What about an M1 Garand, from CAI? Know much about those?
depends on when it was made. the first batch from the late 90's were imported from China (Canadian Lend-Lease iirc to fight the Soviets and Japan) and Morocco. the second batch from the late 2000's Century contracted Lithgow in Australia to produce the receivers on old lend-lease tooling they had and imported parts kits from Italy, Denmark, Holland, and other countries to finish them. another batch was made in Spain and finish work was done by SEI in the US, then were assembled using the parts kits mentioned. the first batch was perfectly fine and like any other surplus gun aside from some stamping for the importer ("ST ALBANS VT").
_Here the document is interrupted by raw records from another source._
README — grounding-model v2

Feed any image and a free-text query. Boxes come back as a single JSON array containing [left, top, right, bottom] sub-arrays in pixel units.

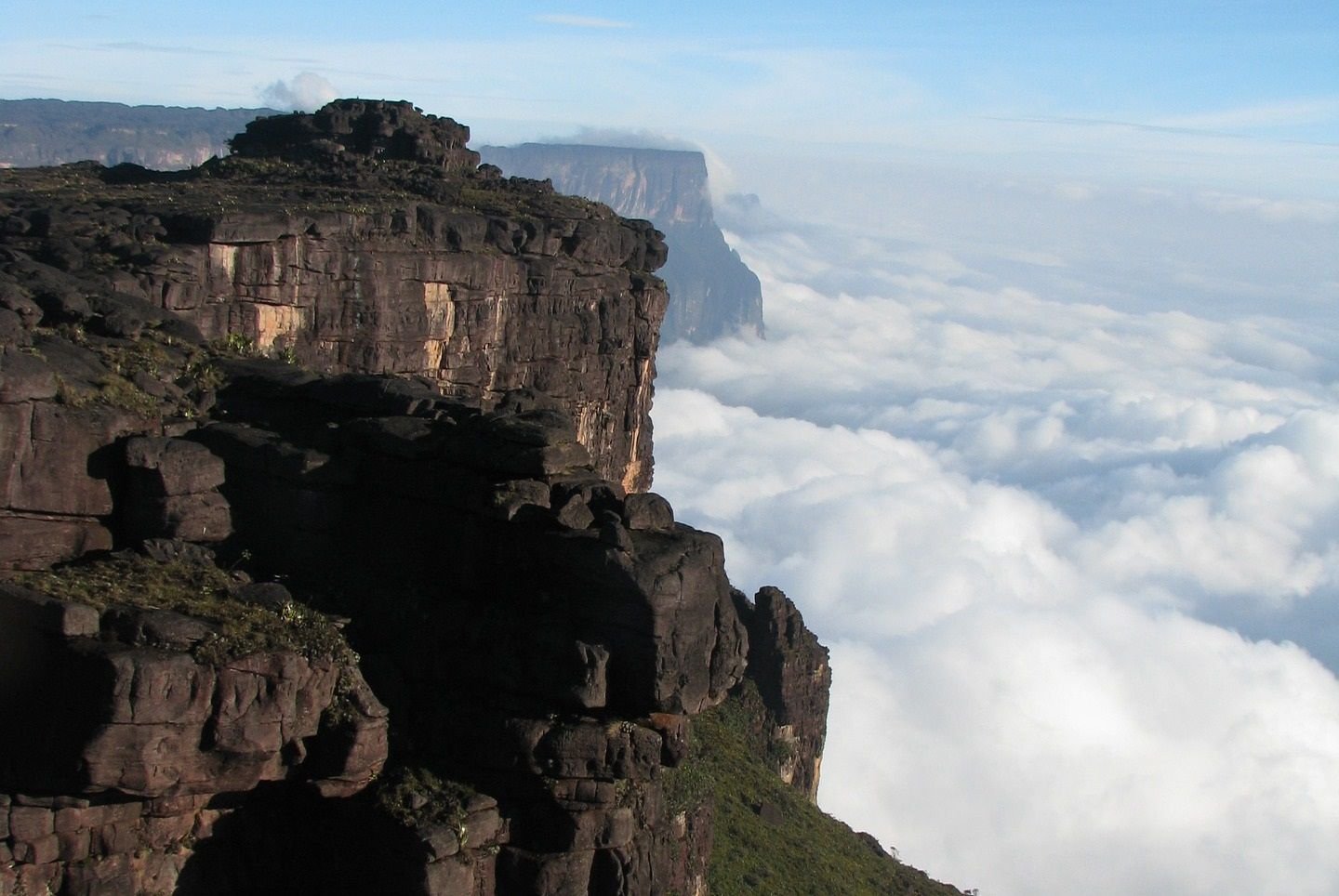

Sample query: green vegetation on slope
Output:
[[667, 683, 961, 896], [16, 553, 357, 668]]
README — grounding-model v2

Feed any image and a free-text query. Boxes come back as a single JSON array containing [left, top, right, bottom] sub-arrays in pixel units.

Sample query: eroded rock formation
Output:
[[0, 102, 826, 896], [480, 143, 763, 343]]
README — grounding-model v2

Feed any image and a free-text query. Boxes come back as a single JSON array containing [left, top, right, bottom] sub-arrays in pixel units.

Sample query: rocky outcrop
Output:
[[480, 143, 763, 343], [737, 586, 833, 799], [0, 104, 826, 896], [0, 100, 667, 489]]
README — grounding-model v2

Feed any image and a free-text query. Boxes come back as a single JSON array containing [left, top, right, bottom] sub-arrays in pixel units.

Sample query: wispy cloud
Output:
[[1153, 98, 1339, 131], [535, 13, 632, 30]]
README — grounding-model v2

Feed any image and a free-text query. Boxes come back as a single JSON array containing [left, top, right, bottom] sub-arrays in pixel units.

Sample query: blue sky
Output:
[[0, 7, 1339, 896], [0, 0, 1339, 191]]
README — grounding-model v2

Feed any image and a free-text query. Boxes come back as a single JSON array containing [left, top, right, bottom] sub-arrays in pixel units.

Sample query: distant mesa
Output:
[[480, 143, 763, 343], [0, 99, 763, 343]]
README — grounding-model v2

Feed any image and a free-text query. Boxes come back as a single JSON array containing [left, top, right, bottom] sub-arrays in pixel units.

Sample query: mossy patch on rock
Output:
[[18, 553, 357, 668]]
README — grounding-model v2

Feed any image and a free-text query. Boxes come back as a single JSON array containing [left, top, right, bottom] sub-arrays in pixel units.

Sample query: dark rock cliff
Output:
[[480, 143, 763, 343], [0, 100, 856, 896]]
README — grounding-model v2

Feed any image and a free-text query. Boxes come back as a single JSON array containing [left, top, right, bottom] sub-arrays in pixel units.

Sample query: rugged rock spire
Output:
[[0, 100, 856, 896]]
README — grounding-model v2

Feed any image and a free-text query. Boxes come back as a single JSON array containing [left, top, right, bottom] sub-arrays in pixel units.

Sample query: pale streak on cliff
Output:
[[152, 204, 667, 490]]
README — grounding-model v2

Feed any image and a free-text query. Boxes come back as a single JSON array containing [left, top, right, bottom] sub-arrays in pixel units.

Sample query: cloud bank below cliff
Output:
[[655, 172, 1339, 896]]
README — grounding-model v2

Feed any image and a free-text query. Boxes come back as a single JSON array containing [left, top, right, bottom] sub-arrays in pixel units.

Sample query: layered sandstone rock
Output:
[[480, 143, 763, 343], [0, 100, 667, 488], [0, 104, 826, 896]]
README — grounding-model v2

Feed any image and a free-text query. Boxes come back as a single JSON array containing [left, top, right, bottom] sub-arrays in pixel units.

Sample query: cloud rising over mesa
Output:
[[655, 172, 1339, 896]]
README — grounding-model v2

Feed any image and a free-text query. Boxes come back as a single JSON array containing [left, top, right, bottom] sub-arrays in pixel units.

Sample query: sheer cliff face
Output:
[[152, 203, 667, 489], [0, 100, 828, 896], [0, 111, 667, 489], [480, 143, 763, 341]]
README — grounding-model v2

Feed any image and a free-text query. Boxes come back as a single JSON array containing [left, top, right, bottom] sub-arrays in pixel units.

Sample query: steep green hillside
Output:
[[669, 683, 961, 896]]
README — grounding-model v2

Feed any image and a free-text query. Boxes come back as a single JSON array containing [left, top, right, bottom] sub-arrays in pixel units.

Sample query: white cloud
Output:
[[259, 71, 338, 112], [655, 188, 1339, 896]]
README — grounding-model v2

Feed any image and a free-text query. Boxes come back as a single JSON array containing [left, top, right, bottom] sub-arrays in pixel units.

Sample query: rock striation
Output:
[[480, 143, 763, 343], [0, 100, 826, 896]]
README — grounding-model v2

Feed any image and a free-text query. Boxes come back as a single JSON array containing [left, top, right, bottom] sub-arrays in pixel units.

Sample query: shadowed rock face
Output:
[[0, 104, 826, 896], [480, 143, 763, 343], [0, 100, 667, 489]]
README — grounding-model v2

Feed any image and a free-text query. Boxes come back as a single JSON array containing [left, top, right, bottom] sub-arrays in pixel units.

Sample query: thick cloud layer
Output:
[[655, 177, 1339, 896]]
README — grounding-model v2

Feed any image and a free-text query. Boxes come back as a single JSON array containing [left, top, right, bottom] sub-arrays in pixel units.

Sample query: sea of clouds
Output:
[[655, 164, 1339, 896]]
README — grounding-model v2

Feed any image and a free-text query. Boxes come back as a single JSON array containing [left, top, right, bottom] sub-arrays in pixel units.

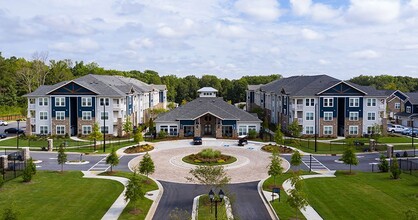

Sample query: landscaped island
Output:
[[182, 148, 237, 166]]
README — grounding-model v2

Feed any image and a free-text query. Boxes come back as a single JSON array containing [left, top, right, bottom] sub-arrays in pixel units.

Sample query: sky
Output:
[[0, 0, 418, 80]]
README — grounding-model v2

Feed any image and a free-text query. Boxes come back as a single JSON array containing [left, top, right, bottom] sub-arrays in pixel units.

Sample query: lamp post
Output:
[[411, 117, 415, 157], [103, 98, 106, 152], [209, 189, 225, 220], [16, 119, 20, 149]]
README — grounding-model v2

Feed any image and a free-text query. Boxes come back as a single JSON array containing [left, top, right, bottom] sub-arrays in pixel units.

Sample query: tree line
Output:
[[0, 52, 281, 115]]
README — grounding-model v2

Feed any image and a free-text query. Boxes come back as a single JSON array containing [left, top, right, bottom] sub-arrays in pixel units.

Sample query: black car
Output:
[[4, 128, 25, 134], [193, 137, 202, 145]]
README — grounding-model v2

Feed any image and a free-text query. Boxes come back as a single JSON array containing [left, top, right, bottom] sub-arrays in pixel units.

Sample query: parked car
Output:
[[387, 124, 405, 133], [193, 137, 202, 145], [4, 128, 25, 134], [401, 128, 412, 135], [238, 136, 248, 146]]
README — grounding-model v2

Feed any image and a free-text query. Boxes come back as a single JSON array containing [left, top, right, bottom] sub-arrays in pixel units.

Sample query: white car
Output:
[[387, 124, 405, 133]]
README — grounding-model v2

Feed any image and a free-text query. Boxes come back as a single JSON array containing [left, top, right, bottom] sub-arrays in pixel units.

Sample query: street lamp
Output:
[[16, 119, 20, 149], [209, 189, 225, 220], [103, 98, 106, 152], [411, 116, 415, 157]]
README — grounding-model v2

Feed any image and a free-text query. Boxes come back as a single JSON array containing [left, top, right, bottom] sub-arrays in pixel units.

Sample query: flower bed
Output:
[[123, 144, 154, 154], [261, 144, 293, 154], [182, 148, 237, 165]]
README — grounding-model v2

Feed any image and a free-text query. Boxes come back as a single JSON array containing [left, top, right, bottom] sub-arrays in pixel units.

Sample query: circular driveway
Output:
[[131, 138, 289, 183]]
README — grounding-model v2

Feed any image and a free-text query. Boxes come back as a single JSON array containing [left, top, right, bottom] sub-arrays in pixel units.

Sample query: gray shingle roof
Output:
[[155, 97, 261, 122], [25, 74, 166, 97], [405, 92, 418, 104]]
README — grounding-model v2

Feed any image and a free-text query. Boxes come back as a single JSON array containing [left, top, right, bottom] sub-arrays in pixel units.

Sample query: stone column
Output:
[[22, 147, 30, 160], [0, 155, 9, 170]]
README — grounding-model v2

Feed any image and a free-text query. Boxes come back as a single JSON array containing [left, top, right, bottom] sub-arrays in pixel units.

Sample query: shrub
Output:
[[158, 130, 167, 138], [378, 154, 389, 173], [248, 130, 257, 139], [390, 158, 401, 179]]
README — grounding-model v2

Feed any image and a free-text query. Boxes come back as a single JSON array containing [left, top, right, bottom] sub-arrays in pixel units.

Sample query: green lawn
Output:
[[100, 171, 158, 219], [197, 195, 228, 220], [263, 171, 308, 219], [0, 171, 123, 219], [304, 172, 418, 220]]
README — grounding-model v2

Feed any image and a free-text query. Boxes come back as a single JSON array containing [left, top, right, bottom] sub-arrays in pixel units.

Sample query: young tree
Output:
[[341, 148, 358, 174], [22, 158, 36, 183], [286, 173, 308, 219], [378, 154, 389, 173], [274, 124, 284, 145], [290, 150, 302, 170], [125, 171, 145, 212], [88, 122, 103, 151], [57, 143, 67, 173], [186, 165, 231, 189], [287, 120, 303, 137], [134, 128, 144, 143], [122, 115, 133, 138], [390, 157, 401, 179], [268, 152, 283, 186], [106, 148, 119, 172], [139, 152, 155, 177]]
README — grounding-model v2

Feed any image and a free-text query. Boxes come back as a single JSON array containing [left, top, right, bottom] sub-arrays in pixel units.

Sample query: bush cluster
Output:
[[123, 144, 154, 154], [261, 144, 293, 154]]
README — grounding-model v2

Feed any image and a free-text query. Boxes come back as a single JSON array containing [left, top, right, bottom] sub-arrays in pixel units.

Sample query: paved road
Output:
[[153, 181, 271, 220]]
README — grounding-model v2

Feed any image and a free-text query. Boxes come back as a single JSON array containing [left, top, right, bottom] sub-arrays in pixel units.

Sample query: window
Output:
[[170, 126, 178, 136], [39, 125, 48, 134], [39, 112, 48, 120], [100, 112, 109, 120], [56, 125, 65, 135], [349, 112, 358, 121], [55, 111, 65, 120], [348, 125, 358, 135], [348, 98, 360, 107], [238, 126, 247, 135], [406, 106, 411, 113], [81, 97, 91, 107], [81, 125, 92, 135], [100, 98, 109, 106], [39, 98, 48, 106], [305, 126, 314, 134], [305, 112, 313, 121], [324, 98, 334, 107], [305, 99, 315, 106], [160, 125, 168, 134], [367, 99, 376, 106], [367, 112, 376, 121], [100, 126, 109, 134], [81, 111, 91, 121], [55, 97, 65, 106], [324, 112, 334, 121], [324, 126, 332, 135]]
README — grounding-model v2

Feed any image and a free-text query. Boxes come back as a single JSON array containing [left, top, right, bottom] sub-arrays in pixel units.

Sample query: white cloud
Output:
[[301, 28, 324, 40], [350, 50, 380, 59], [128, 38, 154, 50], [235, 0, 280, 21], [346, 0, 400, 23], [50, 38, 100, 53]]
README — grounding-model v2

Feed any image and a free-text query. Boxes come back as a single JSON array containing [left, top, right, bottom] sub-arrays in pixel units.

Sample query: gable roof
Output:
[[155, 97, 261, 122], [25, 74, 166, 97]]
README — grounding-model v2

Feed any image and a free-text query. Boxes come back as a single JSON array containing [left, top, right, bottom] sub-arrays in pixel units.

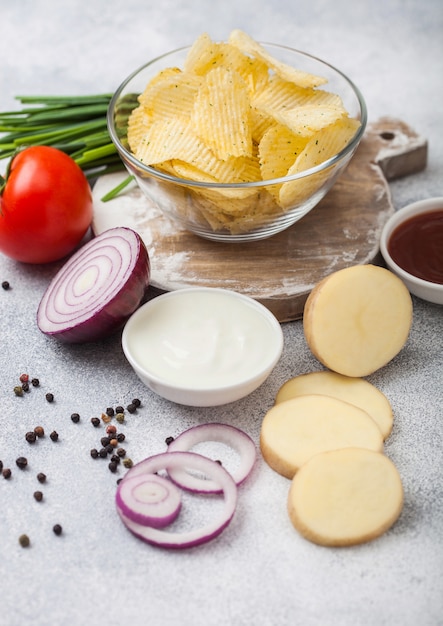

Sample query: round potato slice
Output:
[[288, 448, 403, 546], [275, 370, 393, 439], [260, 394, 383, 478], [303, 265, 412, 377]]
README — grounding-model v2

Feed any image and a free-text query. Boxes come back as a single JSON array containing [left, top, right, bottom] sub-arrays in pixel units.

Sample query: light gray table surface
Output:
[[0, 0, 443, 626]]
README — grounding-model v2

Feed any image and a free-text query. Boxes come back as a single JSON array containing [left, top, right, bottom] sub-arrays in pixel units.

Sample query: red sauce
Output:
[[388, 208, 443, 284]]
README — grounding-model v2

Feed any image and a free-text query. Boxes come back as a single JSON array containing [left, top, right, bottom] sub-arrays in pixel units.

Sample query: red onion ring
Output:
[[37, 227, 150, 343], [116, 452, 237, 548], [116, 473, 181, 528], [168, 423, 257, 493]]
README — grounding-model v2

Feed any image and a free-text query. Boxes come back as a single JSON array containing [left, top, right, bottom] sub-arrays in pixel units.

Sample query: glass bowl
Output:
[[108, 44, 367, 242]]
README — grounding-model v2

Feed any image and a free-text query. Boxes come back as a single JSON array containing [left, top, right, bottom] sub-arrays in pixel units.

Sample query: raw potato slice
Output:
[[288, 448, 403, 546], [260, 394, 383, 478], [303, 265, 412, 377], [275, 370, 393, 439]]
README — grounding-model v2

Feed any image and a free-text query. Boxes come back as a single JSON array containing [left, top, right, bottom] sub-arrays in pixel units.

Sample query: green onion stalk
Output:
[[0, 93, 138, 201]]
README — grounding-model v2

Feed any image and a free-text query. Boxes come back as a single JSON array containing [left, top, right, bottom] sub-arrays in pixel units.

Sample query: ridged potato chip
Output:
[[128, 30, 360, 234], [192, 66, 252, 159]]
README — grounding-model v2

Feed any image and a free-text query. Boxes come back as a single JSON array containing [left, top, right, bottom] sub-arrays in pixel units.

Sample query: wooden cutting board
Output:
[[93, 118, 427, 322]]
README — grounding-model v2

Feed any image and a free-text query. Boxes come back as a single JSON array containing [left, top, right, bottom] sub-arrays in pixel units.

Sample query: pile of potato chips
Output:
[[128, 30, 360, 233]]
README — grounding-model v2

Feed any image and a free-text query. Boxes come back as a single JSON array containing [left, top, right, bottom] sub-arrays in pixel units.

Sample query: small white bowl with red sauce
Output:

here's the problem: while Spain did both the casting and the finish machining, Century decided to cheap out and sent most of the ADI Lithgow made castings to a contractor that tried to use CNC programs to automate the finish machining. this isn't possible as the geometry is too complex for anything short of a 6 axis multi million dollar CNC to do. you will need a human to do the finish machining of the raceways, bolt rails, and certain journals around the barrel shoulder - lots of tapered journals, long tapers for the receiver itself, and the receiver is fitted to the barrel and machined to fit with a specific bolt and op rod with fitting work, the location and depth of the FP retraction and alignment of the heel to the bolt raceway, et c - it's why these parts are all serialized and matched to the same rifle at the factory. the work was good enough that parts can interchange readily but not necessarily between manufacturers. a shame, really, because the actual ADI Lithgow receiver casting is very good quality, but let down by shoddy machine work.
i don't know if Century ever fully assembled any Lithgow receivers into rifles, but i would suspect they would be quite dangerous without deep, knowledgeable inspection. Century
did make the Spanish receivers into rifles in-house and these have some small issues that can be fixed with hand-fitting, but the parts themselves are fine - Century simply didn't do the effort to size and fit each rifle together to save costs. for the buyer, these would be good project guns as the ones i've seen only required one or two parts swaps or some minor fitting work.
so basically unless you can inspect in-person i would suggest you avoid and consider a CMP M1 or a SEI M1. at least they know what they are doing.